The Struggle For Human Rights

The promise of human rights suggests aspirations of a world-changing nature. Article 1 of the Universal Declaration of Human Rights says that “All human beings are born free and equal in dignity and rights . . .  and should act towards one another in a spirit of brotherhood [sic].” Meanwhile, according to Article 28, “Everyone is entitled to a social and international order in which the rights and freedoms set forth in this Declaration can be fully realized.”

In practice, however, human rights are tightly tied to national citizenship and to particular nationalized territories. For those who reside in nationalized spaces of great insecurity and deprivation, migration is often the only way to access the resources needed to realize their human rights.
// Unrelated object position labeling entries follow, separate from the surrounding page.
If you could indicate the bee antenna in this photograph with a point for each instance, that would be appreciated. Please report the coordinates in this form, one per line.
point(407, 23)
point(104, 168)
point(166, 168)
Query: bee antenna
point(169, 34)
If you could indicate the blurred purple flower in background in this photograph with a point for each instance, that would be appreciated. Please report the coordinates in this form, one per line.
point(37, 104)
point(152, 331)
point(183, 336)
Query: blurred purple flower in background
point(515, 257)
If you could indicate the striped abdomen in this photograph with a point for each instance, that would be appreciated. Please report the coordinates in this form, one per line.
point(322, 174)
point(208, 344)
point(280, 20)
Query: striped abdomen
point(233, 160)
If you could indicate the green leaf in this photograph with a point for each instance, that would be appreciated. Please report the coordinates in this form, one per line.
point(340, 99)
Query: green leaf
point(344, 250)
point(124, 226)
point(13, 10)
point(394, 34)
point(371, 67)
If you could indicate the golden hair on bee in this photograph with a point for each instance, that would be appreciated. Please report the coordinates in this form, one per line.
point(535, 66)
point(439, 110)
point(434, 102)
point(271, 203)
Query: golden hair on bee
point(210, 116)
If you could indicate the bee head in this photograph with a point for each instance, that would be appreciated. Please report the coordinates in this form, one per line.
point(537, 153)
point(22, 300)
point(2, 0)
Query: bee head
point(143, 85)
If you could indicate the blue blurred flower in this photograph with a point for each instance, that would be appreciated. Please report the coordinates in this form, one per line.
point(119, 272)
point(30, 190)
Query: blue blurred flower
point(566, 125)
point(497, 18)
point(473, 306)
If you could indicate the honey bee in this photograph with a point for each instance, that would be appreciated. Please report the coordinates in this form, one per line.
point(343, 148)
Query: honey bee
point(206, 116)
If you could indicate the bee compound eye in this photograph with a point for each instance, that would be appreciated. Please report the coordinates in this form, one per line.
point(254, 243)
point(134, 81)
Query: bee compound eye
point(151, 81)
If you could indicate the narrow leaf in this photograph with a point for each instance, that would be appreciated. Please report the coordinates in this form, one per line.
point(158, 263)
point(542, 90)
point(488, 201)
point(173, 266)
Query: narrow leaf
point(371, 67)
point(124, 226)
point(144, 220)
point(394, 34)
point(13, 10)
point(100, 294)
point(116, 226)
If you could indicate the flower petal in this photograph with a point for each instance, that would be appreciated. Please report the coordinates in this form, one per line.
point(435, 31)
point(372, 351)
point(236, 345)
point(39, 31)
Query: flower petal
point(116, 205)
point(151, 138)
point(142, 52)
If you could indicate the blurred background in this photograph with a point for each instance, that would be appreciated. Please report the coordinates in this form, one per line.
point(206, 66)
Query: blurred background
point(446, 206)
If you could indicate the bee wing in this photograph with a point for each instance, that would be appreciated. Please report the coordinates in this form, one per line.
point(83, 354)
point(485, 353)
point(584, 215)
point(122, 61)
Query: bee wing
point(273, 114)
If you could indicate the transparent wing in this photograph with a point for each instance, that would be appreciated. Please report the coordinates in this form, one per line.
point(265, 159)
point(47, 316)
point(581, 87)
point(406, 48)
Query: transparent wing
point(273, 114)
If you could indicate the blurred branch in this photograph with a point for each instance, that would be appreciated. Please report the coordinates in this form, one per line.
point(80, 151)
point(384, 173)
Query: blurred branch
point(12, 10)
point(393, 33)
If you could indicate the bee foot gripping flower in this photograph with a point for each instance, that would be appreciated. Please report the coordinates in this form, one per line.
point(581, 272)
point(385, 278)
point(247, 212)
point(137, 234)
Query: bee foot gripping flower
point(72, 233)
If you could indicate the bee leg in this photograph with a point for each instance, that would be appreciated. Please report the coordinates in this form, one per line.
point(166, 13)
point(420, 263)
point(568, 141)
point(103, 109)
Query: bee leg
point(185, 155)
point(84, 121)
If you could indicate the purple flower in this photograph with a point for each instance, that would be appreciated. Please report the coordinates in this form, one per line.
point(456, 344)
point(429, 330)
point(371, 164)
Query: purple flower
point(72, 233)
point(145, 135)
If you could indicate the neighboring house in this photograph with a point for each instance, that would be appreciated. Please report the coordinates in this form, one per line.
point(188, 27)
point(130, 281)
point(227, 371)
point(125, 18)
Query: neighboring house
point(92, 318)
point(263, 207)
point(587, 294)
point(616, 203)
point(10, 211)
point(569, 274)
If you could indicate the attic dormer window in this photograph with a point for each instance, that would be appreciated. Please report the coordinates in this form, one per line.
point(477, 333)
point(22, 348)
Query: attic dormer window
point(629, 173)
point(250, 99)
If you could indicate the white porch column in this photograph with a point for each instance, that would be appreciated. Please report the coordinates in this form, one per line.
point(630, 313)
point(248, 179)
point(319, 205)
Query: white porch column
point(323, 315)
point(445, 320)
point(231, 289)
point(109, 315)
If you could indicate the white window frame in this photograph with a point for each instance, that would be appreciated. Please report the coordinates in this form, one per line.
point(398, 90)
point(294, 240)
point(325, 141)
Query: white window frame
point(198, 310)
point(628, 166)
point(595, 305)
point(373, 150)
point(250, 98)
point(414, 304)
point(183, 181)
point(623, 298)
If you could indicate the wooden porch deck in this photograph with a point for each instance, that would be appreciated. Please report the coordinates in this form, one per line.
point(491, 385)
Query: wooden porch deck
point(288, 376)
In this regard, the denial of such mobility is effectively a denial of human rights.

This denial is enshrined in the UDHR: while all have a right to exit any country, there is no corresponding right of entry (except to the country where one is a citizen). In the case of the very definition of refugees—and thus those who have a right to international protection—it excludes those fleeing deprivation, insecurity, and poverty of every day, “normal” sort in terms of reigning political-economic and environmental conditions within their home country. Such people are mere “migrants.” This speaks to how human rights have become, in the words of historian Samuel Moyn, “bound up with the power of the powerful”—especially countries whose populations consume a grossly disproportionate share of the planet’s resources.

Correcting this necessitates an expansion of rights so that they meet the needs of the globally disadvantaged. A right to the world would allow for freedom of mobility across global space and a just, sustainable share of the planet’s resources for all—thus increasing people’s ability to stay in their homelands. It is a right which those fleeing insecurity of various sorts and knocking on the proverbial doors of territories of privilege are both demonstrating the need for and are already claiming.

In a world of growing inequality, great violence, and increasing ecological instability, migration by those living on the margins of wellbeing is only likely to grow. So, too, (at least as suggested by present trends) is the likelihood that relatively wealthy countries will increase their efforts to wall themselves off from the global majority.

A right to the world offers the possibility of a different outcome. To the extent that people organize to realize the right, it will help to bring about the very world they seek.

The study, The Right to the World was recently published in the journal Antipode.